Rui Hachimura is a close second behind Reaves in terms of disappointments, given the fact that he was probably the team’s fourth-best player at the end of last season. Instead of emerging as a constant in the Lakers’ starting group, Hachimura has struggled to stay on the floor, dealing with a pair of injuries and notching more than 30 minutes in a game only three times this season.

He’s been fine, but his merely average play on both ends should leave the team wanting more. Perhaps with steadier health moving forward, Hachimura can find a way to tap into what he showed in the playoffs, even if his 3-point shooting this season (37.7%) remains closer to his career average (35.0%) than where it was last postseason (48.7%).

Jarred Vanderbilt’s only played in six games this season and has been effective in his role when active, so it’s hard to fault him for anything other than his unavailability. In only 83 minutes, a minuscule sample size, Vando would have the second-best on/off rating on the Lakers with the team playing 11.3 points per 100 possessions better when he’s been on the floor than when he sits.

Still, although he covers up the Lakers’ weaker perimeter defenders’ weaknesses in terms of ball pressure and rebounding, he’s basically a non-scorer, something that became increasingly untenable in the Lakers’ playoff run last season.

The Lakers’ biggest departure last season was Dennis Schroder, a player whose defensive intensity and downhill rim pressure were essential elements to the best version of last year’s team. Gabe Vincent, who earned the biggest offseason payday of any newcomer, was supposed to fill Schroder’s shoes but suffered a knee injury after just four games.

Likely to make his return on Wednesday, Vincent’s presence in the rotation could seriously help, especially given how strong the team’s defense was when he played at 100.9 points allowed per 100 possessions.
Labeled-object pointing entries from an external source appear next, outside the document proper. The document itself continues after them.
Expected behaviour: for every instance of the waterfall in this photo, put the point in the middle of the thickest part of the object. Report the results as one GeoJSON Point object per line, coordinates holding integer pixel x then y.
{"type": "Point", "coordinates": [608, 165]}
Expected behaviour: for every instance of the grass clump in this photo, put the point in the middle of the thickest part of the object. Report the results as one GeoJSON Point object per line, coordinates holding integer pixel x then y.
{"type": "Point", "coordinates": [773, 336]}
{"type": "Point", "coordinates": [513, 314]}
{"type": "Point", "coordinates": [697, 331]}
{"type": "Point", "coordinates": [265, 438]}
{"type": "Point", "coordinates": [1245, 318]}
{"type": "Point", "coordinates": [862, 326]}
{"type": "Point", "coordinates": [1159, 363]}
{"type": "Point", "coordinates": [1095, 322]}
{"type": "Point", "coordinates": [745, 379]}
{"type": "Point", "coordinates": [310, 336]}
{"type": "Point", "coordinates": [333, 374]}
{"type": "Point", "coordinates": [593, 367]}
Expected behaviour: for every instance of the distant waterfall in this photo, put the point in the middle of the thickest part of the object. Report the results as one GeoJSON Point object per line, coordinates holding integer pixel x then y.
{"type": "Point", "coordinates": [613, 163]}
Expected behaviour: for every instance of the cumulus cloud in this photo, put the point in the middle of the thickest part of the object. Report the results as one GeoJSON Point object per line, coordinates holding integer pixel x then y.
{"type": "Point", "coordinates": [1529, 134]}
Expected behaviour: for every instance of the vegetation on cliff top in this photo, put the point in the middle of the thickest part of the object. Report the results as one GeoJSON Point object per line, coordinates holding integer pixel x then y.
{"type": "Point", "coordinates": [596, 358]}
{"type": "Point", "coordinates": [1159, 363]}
If Vincent can come back and shoot at least as well on threes as he has over his career to date at 33.5%, he should also help boost the quality of the Lakers’ supporting cast.

Given the absences and underperformances from the aforementioned cast of characters, it makes sense that the Lakers have struggled to throttle opponents like the play of their top two superstars suggests they should be able to.

However, even without much improvement upon last season from Vanderbilt, Hachimura, or Vincent, their presence should improve the Lakers’ lineup balance as much as Reaves’ increasing offensive dynamism.

If the supporting cast can begin to close the distance between themselves and the team’s stars, the sky is the limit for these Lakers.